Avec Taylor Kitsch, Lynn Collins, Mark Strong, Dominic West, Willem Defoe, Samantha Morton

Année: 2012

Pays: Etats-Unis

Genre : Science-Fiction

Résumé:

Le film raconte le fascinant voyage de John Carter, qui se retrouve inexplicablement transporté sur Barsoom, au cœur d’une guerre mystérieuse entre les habitants de la planète. Parmi tous les êtres étranges qui peuplent cet univers, il fera la connaissance de Tars Tarkas et de la captivante princesse Dejah Thoris. Dans ce monde sur le point de disparaître, Carter va découvrir que la survie de Barsoom et de son peuple est entre ses mains…

Avis :

Pour les plus cultivés, Edgar Rice Burroughs n’est pas seulement le père de Tarzan et Cheetah. Il est aussi l’instigateur de la science-fiction moderne et il est surtout l’inspirateur qui a permis à George Lucas d’imaginer et de faire Star Wars. Comment ? En écrivant un roman, ou plutôt une série de onze romans dont le premier, Une princesse de Mars, a inspiré la SF de maintenant et de grands scénaristes. Mais il faut rendre à César ce qui appartient à César, et il aura fallu attendre 75 ans pour voir le premier livre adapté au cinéma.

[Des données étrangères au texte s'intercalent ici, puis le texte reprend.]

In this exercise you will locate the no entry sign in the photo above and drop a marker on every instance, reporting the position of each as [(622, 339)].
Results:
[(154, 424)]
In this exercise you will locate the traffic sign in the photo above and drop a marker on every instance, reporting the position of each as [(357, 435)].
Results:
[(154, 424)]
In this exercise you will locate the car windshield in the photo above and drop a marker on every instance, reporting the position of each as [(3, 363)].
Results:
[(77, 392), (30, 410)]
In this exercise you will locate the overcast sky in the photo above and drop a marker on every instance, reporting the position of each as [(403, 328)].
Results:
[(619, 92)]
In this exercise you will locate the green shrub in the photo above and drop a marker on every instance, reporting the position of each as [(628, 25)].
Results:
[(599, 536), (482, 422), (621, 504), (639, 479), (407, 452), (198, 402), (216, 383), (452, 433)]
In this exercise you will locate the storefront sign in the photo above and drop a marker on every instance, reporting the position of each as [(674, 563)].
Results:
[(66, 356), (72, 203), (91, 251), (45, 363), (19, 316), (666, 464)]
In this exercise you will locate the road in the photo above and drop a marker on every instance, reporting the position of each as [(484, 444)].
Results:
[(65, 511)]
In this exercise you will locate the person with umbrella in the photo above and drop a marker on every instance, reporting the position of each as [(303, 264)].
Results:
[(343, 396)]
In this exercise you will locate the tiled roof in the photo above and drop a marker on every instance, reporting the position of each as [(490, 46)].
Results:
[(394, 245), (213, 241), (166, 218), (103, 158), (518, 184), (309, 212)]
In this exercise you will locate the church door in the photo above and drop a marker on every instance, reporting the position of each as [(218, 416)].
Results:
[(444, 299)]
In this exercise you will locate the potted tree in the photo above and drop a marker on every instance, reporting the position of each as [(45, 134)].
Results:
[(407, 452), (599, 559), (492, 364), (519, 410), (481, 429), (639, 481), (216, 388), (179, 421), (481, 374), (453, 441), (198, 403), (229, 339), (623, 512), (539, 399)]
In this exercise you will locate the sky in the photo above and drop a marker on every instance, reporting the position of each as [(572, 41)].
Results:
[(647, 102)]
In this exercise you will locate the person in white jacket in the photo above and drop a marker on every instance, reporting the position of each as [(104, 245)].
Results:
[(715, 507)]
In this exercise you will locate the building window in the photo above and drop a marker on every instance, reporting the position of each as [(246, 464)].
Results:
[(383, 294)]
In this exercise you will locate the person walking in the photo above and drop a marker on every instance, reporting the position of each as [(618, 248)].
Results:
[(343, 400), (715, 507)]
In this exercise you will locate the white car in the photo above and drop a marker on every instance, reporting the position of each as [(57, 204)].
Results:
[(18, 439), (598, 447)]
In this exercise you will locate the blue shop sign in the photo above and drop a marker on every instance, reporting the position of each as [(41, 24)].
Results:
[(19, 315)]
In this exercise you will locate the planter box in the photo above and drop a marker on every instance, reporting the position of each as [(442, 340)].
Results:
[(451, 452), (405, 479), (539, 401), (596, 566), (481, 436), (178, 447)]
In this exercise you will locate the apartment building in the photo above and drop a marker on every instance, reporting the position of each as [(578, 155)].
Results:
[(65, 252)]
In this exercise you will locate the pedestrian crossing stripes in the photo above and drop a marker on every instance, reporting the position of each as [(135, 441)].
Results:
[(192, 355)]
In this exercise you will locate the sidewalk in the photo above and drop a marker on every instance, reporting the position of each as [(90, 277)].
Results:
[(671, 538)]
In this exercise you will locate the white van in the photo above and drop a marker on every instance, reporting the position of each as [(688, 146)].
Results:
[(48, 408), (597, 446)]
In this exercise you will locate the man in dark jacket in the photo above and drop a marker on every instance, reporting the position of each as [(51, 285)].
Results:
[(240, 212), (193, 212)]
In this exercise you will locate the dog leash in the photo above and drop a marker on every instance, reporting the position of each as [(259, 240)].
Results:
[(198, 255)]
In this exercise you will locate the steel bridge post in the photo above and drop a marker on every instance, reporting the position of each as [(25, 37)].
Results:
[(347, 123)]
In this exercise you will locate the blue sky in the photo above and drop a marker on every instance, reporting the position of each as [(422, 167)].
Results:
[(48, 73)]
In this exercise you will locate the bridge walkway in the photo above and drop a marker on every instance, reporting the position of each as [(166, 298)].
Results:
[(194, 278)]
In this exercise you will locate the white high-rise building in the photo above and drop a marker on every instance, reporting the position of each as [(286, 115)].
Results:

Commencée en 1917, la saga connaîtra une fin en 1964 et sera le premier cycle d’une longue liste. Alors maintenant, quand on sait tout ce que l’on connait en matière de science et de voyage dans l’espace, tout cela ne parait-il pas désuet ? Et bien non, car la magie Disney opère pour une fois et on se laisse facilement embarquer dans cette odyssée sur Mars où des peuples se déchirent pour la conquête d’une planète mourante. Alors prêt pour ce voyage, cowboy ? Pas de besoin de scaphandre, prends cette amulette et dis trois mots incompréhensible, en général, ça marche !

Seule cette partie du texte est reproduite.